Discussion of the Prior Art
In many pumping applications, it is desirable to avoid potential seal leakage
by not using
seals in conjunction with rotating parts. Accordingly, it has become more
common in the pump
arts to employ a magnetic drive system to eliminate the need for seals along
rotating surfaces.
While such pumps may still employ static seals, because of their lack of
dynamic or rotational
seals, they have become known as a "sealless" pump. Indeed, magnetic drive
structures have
been used in the design of positive displacement gear pumps as well.

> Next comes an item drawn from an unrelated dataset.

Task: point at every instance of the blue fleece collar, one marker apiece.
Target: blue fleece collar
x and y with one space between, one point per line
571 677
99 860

In some prior art magnetically driven gear pumps, it is common to have a
driven shaft on
which is mounted at least one of the gears, generally referred to as a rotor.
In turn, to support
such a rotatable shaft, it is common to use an additional pump housing section
or bracket
between the magnetic drive components and the portion of the pump housing that
contains the
gears. Such pumps also tend to have the second or idler gear rotate on a fixed
shaft. The fixed
shaft may be mounted at one end within the head of the pump housing.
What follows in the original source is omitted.